Crédit photo : Maxppp
La première plainte, déposée en 2006, a fait couler beaucoup d’encre. Laurent de Villiers, 28 ans, martèle sans son frère Guillaume de Villiers, 34 ans, de viols répétés durant son enfance. Depuis, la cour d’appel de Versailles a prononcé un non-lieu en 2010, suite à quoi Laurent de Villiers a procédé à un recours devant la Cour de cassation, qui a abouti à la réouverture de l’instruction.
Alors qu’un doute subsistait encore ce matin, puisque Laurent vit aux Etats-Unis, et que Guillaume partage son temps entre la France et la Russie pour des raisons professionnelles, selon Le Parisien, tous les deux ont répondu présents à la convocation lyonnaise. Le magistrat a donc entendu les deux frères et il devra établir, d’ici le 2 octobre prochain, si les charges sont suffisantes pour faire juger Guillaume de Villiers devant une cour d’assises.
Dominique Tricaud, avocat de Laurent de Villiers, se projette déjà dans l’hypothèse du procès :
« La suite s’impose pour les deux frères de Villiers. Aucun des deux ne pourra vivre tant que la cour d’assises n’aura pas statué. Et ce que je dis pour Laurent qui est psychologiquement affaibli par cette affaire, je crois que c’est vrai aussi pour Guillaume de Villiers. »
L’avocat, qui parle de « collusion de tout le clan de Villiers » contre les accusations portées par Laurent, s’est aussi montré satisfait devant la presse, à la sortie du bureau du juge d’instruction, du temps passé sur le dossier ce jeudi.

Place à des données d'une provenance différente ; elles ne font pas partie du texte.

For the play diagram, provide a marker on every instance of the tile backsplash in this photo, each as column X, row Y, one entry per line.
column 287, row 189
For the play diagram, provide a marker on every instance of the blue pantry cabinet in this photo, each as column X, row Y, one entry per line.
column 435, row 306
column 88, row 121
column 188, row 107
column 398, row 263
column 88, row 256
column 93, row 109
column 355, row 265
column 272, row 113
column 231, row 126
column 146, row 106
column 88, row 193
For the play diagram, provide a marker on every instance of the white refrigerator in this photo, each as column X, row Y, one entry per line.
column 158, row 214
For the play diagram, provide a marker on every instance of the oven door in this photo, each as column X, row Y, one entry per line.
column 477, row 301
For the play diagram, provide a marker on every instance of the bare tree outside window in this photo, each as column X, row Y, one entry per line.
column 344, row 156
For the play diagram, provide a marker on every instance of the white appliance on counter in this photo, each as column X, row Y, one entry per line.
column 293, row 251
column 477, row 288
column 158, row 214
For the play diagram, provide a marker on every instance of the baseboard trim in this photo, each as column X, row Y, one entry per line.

Libération (payant) révélait hier l’existence de deux lettres envoyées à Laurent de Villiers, et compromettantes pour Guillaume de Villiers. La première aurait été écrite par une amie d’enfance de Louise, une petite soeur de Villiers, et par la mère. Elles écrivent que la petite soeur en question, Louise, aurait été victime d’attouchements de la part de Guillaume. La seconde proviendrait d’un ami d’enfance de ce dernier, évoquant d’une « appétence sexuelle » particulière chez lui et un goût pour la simulation de « viols collectifs entre garçons ».